DACs and Sample Playback

Synopsis

Square waves are fine for chip music. But the Next can also play actual sampled sound — speech, drums, wave-tables, anything you can put in memory as 8-bit PCM. The trick is the four built-in 8-bit DACs (left A, left B, right A, right B), each controlled by one I/O port. Write a byte → that byte becomes a voltage. Do it 8000 times a second and you have a wavetable synthesiser.

This chapter is where two earlier chapters pay off in a single application: we use the CTC to keep accurate sample-rate timing, and the zxnDMA to do the actual byte transfer with zero CPU overhead. We use both, side by side, and compare them.

Topics:

• The four DAC ports. $FB (left A), $B3 (left B), $0F (right A), $DF (right B), and the eight-bit unsigned PCM convention.
• Routing. NextReg $08 bits — which DAC goes to which output, including “all four to both speakers” for max volume.
• Sample formats. Raw 8-bit signed/unsigned, the 11025 Hz / 22050 Hz / 44100 Hz convention, and how to convert WAV in advance.
• CPU-driven playback. A CTC channel ticks at the sample rate; its ISR does an OUT (DAC),A and advances a pointer. Costs ~150 T-states per sample at 11 kHz.
• DMA-driven playback. A CTC channel is wired to the DMA via NextReg $CD. The DMA copies one byte from a sample buffer to the DAC port on every CTC tick. The CPU does literally nothing during playback. This is how the Next does professional-quality audio.
• Looping, ping-pong, and end-of-buffer. DMA modes that automatically restart, plus status polling or a separate timing interrupt when you need to queue the next buffer.
• Mixing AY and DAC. Both go to the same output stage; the chip music continues underneath the samples.

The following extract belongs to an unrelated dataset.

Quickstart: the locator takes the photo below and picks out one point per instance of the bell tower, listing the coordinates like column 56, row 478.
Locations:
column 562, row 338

What you should know first

• Interrupts.
• The CTC.
• zxnDMA.

Planned exercises

• CPU-paced sample. Play an 8 kHz speech sample using a CTC ISR.
• DMA-paced sample. Replay the same sample using DMA. Compare CPU load (use the CTC profiling utility from chapter 5 to measure how much main-loop time you actually win back).
• CTC-paced DMA streaming. Stream a small unsigned 8-bit sample buffer to a DAC port using burst-mode DMA paced by a CTC channel. The DMA transfers one byte per CTC trigger, releases the bus between samples, and lets the CPU continue running a small animation or counter in the foreground. The foreground activity proves the CPU is not trapped in the sample-output loop.
• Drum + chip music. AY tracker tune playing in the background, DMA-driven drum hits triggered on key press.

Planned Demo: Audio Streaming with CTC Timing

This demo belongs here rather than in the zxnDMA chapter because the interesting question is not how to upload a DMA table; it is how to produce a stable audio sample rate. The CTC supplies the sample clock, and zxnDMA moves one byte from the sample buffer to a DAC port on each CTC trigger.

The DMA program is close to an ordinary memory-to-port burst transfer, but WR2 has no prescaler. NextReg $CD connects a CTC channel’s ZC/TO pulse to the DMA trigger path:

CTC_CH3     equ $1B3B        ; Use channel 3 for audio timing
NR_REG      equ $243B
NR_DAT      equ $253B
 
; --- Configure CTC Channel 3 as a timer at about 22 kHz.
;     28 MHz / 16 / 80 = 21,875 Hz
    ld bc,CTC_CH3
    ld a,%00000101          ; Timer, prescaler /16, TC follows
    out (c),a
    ld a,80
    out (c),a
 
; --- Arm the CTC -> DMA trigger: NR $CD bit 3 = CTC channel 3.
    ld a,$CD
    ld bc,NR_REG
    out (c),a
    ld a,%00001000
    ld bc,NR_DAT
    out (c),a
 
; --- DMA program: burst mode, no WR2 prescaler.
audioCTCDMAProgram:
    .dma reset
    .dma wr0 a_to_b, transfer
audioCTCSrc:  .dw 0                     ; patch: source buffer address
audioCTCLen:  .dw 0                     ; patch: sample count
    .dma wr1 memory, increment
    .dma wr2 io, fixed                  ; no prescaler: CTC handles timing
    .dma wr4 burst
    .dw $00DF                           ; Port B = DAC port $DF
    .dma wr5
    .dma load
    .dma enable
audioCTCDMAProgram_end:
 
; Kick off streaming: HL = buffer address, BC = sample count
    ld (audioCTCSrc),hl
    ld (audioCTCLen),bc
    ld hl,audioCTCDMAProgram
    ld b,audioCTCDMAProgram_end - audioCTCDMAProgram
    ld c,$6B
    otir

The CPU runs between CTC-triggered burst transfers. Each CTC tick delivers one sample to the DAC, and the foreground code can keep animating, polling input, or preparing the next buffer.